Friday, March 23, 2007 2:19 PM
Our databases are around 50GB in total
Since SQL2005 utilitizes tempdb more than 2000, and recommend 1 tempdb file/log PER CPU (including dual-core)
We have 4 x 1GB tempdb DATA + 4 x 1GB tempdb LOG files (total 8 GB) on our Xeon dual-core machines (2 physical CPU, 4 cores)
so far no problems, but then I am not 100% certain whether it's overkill or underpower. At least they haven't need to grow thus far
Friday, March 23, 2007 3:10 PM
So one would probably leave system db's in Simple Recovery mode & user db's in Full or Bulk Logged. And the Tempdb log file will be taken care of by SQL Server.
Friday, March 23, 2007 4:00 PM
If the user DBs are transactional (updated through the day) then probably yes (be aware there are certain limitations on restoration when using the BULK_LOGGED Recovery Model). However if you have batch built reporting databases then you can also place those in Simple Recovery mode and perform full (and/or incremental) backups at the end of the load process (there should then be no further changes until the next load).
In terms of the system databases you may well want msdb in full (and archive its logs regularly), this stores a lot of the information for agent and backup. The Model database wants to have the default recovery mode for newly created database (as they inherit it from Model).
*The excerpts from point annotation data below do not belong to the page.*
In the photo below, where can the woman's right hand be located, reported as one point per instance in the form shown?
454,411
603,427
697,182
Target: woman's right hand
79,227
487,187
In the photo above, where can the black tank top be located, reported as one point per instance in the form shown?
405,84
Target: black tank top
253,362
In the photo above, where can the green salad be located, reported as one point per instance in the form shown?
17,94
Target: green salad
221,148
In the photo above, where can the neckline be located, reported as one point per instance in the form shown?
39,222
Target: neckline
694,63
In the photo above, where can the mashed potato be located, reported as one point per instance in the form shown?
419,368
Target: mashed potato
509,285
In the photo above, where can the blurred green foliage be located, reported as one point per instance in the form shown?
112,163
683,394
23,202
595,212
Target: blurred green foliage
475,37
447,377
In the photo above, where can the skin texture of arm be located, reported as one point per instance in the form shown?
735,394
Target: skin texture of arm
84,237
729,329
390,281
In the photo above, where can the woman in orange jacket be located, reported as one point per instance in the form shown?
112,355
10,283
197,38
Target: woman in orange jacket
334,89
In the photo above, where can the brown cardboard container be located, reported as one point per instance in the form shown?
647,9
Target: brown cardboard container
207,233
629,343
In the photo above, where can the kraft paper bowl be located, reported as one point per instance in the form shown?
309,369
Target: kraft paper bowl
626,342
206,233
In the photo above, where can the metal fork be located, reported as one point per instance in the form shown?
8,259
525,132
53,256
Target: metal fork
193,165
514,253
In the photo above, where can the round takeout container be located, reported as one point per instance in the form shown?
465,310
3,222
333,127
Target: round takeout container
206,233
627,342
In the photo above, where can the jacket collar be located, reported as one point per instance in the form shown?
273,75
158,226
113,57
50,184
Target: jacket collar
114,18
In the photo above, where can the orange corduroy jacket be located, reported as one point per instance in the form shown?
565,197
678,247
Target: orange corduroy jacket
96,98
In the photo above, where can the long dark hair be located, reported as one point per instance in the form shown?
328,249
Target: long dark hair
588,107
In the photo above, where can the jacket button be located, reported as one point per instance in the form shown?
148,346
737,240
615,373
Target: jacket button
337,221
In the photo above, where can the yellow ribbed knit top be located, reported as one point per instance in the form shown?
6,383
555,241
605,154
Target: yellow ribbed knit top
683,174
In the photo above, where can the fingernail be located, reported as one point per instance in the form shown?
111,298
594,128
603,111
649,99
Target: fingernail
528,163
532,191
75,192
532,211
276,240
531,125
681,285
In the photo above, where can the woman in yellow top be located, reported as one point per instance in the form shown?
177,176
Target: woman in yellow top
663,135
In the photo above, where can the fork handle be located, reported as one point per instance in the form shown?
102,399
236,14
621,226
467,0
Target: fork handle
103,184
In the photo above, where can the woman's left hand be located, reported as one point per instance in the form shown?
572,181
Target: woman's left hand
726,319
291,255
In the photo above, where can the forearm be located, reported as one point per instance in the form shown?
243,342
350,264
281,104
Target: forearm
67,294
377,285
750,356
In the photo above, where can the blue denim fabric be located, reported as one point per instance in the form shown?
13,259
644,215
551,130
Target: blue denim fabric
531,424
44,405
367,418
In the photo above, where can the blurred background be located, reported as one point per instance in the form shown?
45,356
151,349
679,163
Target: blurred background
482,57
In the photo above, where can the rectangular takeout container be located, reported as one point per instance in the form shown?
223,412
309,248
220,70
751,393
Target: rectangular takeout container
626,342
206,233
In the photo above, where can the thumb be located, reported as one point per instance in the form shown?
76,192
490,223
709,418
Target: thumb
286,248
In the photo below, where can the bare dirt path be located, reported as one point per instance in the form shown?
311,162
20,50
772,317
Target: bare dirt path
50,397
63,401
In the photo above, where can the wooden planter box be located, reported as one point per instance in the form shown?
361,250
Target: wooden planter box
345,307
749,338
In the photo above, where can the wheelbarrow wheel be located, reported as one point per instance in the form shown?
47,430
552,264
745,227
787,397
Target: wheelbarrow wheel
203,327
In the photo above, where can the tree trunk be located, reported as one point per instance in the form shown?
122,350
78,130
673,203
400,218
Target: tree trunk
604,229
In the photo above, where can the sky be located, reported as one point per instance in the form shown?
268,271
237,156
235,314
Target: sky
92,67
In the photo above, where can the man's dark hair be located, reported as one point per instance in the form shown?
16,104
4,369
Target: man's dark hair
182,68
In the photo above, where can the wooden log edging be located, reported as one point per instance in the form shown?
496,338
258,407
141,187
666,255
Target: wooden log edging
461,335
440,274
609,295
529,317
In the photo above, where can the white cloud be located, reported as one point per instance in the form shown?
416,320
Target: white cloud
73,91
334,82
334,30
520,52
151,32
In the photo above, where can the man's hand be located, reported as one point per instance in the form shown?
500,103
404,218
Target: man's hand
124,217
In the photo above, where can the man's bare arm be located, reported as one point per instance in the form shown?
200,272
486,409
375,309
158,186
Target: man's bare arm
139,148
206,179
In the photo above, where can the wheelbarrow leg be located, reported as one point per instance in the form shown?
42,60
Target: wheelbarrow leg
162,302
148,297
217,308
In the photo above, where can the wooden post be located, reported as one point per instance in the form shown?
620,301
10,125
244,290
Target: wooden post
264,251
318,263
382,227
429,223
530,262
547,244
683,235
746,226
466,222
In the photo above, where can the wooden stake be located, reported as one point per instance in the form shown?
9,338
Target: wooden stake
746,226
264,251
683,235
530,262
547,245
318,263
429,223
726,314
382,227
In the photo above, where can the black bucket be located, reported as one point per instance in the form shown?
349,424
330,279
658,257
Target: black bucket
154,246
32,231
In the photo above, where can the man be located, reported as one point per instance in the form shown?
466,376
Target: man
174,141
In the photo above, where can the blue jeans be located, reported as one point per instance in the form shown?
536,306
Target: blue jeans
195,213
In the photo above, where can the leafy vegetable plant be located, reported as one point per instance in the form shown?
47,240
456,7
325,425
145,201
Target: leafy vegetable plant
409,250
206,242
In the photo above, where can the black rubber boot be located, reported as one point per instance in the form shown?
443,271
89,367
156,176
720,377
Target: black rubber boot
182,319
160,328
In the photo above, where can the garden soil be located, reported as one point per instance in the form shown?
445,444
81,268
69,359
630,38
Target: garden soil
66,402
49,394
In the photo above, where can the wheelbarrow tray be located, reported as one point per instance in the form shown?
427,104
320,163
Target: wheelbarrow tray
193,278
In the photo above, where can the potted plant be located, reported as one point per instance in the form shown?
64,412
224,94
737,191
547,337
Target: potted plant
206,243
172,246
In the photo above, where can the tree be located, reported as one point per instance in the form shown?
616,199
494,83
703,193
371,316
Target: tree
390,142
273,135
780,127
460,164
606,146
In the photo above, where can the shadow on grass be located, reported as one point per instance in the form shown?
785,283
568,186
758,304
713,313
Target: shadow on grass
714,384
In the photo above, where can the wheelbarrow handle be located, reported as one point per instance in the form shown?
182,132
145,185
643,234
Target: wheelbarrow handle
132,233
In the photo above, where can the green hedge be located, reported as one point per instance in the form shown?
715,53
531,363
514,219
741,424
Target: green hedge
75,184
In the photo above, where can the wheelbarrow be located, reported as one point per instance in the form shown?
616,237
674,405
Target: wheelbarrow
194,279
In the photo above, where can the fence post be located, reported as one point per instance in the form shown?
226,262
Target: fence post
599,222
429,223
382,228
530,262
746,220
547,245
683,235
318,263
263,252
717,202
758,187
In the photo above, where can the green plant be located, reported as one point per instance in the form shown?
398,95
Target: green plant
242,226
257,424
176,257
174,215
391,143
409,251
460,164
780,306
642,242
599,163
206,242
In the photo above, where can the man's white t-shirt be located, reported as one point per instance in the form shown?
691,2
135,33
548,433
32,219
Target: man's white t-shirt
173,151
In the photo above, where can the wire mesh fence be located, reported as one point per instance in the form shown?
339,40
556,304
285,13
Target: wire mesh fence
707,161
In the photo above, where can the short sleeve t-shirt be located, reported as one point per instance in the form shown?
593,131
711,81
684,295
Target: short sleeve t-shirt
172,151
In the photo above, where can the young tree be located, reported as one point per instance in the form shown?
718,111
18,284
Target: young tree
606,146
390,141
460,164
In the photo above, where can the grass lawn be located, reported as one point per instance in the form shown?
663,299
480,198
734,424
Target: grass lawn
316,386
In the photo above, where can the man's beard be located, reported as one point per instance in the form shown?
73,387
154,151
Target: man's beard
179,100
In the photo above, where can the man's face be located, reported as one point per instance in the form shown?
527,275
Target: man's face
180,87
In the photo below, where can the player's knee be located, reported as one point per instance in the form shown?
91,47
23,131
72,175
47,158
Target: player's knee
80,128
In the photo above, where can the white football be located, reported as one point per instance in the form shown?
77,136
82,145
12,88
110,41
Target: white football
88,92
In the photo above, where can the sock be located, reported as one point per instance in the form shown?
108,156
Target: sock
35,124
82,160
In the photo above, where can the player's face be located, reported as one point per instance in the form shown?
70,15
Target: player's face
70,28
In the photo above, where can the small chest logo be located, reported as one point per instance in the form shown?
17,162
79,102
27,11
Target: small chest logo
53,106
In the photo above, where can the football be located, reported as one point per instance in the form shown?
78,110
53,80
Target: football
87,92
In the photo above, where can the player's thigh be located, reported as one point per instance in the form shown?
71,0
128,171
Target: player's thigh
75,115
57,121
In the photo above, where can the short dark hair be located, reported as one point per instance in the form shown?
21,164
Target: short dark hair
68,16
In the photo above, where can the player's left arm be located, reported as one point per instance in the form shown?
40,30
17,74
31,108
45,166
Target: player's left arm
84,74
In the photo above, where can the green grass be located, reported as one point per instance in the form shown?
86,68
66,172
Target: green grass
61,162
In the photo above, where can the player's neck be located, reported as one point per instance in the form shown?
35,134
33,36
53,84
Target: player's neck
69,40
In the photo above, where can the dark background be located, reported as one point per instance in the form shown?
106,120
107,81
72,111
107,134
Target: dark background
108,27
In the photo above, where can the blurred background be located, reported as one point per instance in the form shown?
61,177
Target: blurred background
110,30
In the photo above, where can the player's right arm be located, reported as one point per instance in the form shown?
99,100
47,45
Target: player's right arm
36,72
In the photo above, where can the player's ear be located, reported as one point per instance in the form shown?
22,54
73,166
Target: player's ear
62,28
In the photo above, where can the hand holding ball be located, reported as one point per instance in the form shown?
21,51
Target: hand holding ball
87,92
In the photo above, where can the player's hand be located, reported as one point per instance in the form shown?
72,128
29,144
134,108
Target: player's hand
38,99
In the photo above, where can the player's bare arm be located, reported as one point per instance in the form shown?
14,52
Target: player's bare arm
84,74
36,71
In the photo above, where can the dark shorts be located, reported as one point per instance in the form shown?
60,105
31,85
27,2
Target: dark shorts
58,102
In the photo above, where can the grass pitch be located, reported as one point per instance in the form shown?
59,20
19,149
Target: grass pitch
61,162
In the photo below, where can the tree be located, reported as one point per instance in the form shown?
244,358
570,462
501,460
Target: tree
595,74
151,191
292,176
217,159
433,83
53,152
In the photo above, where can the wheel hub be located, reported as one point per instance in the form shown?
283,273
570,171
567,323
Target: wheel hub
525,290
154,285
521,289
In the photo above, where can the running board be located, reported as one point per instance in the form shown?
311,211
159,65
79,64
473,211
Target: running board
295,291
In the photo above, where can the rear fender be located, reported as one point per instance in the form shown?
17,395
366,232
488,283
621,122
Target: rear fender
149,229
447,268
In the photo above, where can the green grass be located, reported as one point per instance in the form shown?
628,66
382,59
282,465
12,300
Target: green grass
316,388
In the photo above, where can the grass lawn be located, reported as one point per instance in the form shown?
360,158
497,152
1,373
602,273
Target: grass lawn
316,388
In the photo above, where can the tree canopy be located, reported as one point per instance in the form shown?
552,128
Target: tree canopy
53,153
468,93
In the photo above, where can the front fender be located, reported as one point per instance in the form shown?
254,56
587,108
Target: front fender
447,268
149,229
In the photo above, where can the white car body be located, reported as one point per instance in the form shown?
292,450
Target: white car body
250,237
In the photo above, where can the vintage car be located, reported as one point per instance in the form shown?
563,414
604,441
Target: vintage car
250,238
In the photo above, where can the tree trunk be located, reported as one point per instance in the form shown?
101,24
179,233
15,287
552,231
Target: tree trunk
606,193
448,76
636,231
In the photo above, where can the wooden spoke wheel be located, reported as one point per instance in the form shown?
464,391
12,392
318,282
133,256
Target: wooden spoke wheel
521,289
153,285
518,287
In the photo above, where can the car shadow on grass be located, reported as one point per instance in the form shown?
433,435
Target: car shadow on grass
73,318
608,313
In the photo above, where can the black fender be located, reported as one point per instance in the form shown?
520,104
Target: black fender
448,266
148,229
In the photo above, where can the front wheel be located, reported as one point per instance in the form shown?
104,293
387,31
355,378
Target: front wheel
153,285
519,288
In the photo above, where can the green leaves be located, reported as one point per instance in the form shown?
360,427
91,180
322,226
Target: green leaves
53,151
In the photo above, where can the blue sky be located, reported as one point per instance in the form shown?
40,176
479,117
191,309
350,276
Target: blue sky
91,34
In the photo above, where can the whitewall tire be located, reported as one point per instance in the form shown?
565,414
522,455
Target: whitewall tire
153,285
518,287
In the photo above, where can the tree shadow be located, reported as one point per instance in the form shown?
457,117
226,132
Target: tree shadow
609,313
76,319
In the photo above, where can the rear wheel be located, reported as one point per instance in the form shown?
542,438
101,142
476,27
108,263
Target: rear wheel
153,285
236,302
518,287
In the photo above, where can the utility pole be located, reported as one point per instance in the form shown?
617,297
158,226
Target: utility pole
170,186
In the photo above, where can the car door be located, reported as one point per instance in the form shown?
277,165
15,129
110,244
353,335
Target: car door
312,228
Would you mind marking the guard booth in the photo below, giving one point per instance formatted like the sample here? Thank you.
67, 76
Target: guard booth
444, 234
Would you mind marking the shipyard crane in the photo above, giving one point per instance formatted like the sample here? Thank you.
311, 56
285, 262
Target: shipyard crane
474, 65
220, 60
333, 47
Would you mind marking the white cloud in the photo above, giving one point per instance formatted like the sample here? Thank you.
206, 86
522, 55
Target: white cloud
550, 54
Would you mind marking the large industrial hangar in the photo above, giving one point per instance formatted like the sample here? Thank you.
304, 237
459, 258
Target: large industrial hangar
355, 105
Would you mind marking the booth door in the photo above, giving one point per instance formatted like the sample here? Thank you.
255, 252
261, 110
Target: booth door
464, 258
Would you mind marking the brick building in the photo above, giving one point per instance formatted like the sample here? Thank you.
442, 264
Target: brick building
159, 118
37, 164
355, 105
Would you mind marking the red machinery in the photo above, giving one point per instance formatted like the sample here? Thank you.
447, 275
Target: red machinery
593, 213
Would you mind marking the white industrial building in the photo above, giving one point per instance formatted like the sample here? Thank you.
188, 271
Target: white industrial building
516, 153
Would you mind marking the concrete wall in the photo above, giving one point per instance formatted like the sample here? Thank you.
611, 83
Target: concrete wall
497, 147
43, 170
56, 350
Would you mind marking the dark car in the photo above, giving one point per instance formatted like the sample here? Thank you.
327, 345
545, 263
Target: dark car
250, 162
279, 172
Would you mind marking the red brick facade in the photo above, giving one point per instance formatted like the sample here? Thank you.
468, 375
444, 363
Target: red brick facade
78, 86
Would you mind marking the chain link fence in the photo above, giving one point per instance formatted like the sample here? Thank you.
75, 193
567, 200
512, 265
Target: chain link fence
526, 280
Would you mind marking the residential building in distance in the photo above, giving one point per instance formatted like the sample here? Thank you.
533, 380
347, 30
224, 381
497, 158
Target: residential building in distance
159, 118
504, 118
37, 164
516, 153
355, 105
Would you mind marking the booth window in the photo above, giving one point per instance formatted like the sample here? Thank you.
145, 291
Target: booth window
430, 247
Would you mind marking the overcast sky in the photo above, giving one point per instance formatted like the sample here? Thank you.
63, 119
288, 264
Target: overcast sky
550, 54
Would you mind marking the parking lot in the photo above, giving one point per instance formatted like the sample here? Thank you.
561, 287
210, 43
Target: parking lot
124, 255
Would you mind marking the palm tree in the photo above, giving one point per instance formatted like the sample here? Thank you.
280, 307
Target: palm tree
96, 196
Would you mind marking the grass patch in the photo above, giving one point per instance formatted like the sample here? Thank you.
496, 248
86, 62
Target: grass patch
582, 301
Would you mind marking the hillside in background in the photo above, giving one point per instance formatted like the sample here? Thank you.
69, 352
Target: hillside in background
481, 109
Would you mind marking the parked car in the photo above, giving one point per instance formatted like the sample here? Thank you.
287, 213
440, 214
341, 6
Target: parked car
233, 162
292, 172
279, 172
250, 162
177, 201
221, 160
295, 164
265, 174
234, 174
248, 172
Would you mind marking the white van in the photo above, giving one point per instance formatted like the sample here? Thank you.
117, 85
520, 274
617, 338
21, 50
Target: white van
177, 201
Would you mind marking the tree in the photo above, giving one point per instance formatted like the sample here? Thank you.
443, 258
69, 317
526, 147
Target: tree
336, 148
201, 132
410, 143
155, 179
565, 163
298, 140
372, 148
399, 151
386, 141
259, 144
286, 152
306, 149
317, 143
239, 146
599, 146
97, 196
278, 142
The system overrides this when it creates the new tempdb on startup and forces that to have a Simple recovery model.
Another thing to note about tempdb is that there is a recommendation in very active systems to consider placing tempdb on its own Raid 10 disk array. This gives it high read and write speeds with fault tolerance.
Thursday, October 23, 2008 1:51 AM
I notice you said that "If there are long running queries and transactions (using tempdb to cache information) then the log file for tempdb can grow quite large." And I have a problem that might be caused by this reason. do you mean either "long running queries" or "transactions" can cause the log file of temp db grow large? because my system is doing a long query which select a lot of data from user tables into temp tables and the temp db log file size goes up to a very large size (50G bytes). there is no transactions here.
can you explain more about why the log file of temp db go that large? we are querying one third of data from a 120 G bytes database and insert into the temp db, yes it is huge, but this is log file right? why it is log file growing large? The sql is like this:
--create tmp table
create #tmpTable ...
--filter data into tmp table
from userTable ut
where ut.timestamp < @StartTime (this condition covers one third of the data in the table)
-- generate a report based on the data in #tmpTable
can you think about the possible reason why the log file size goes to so large?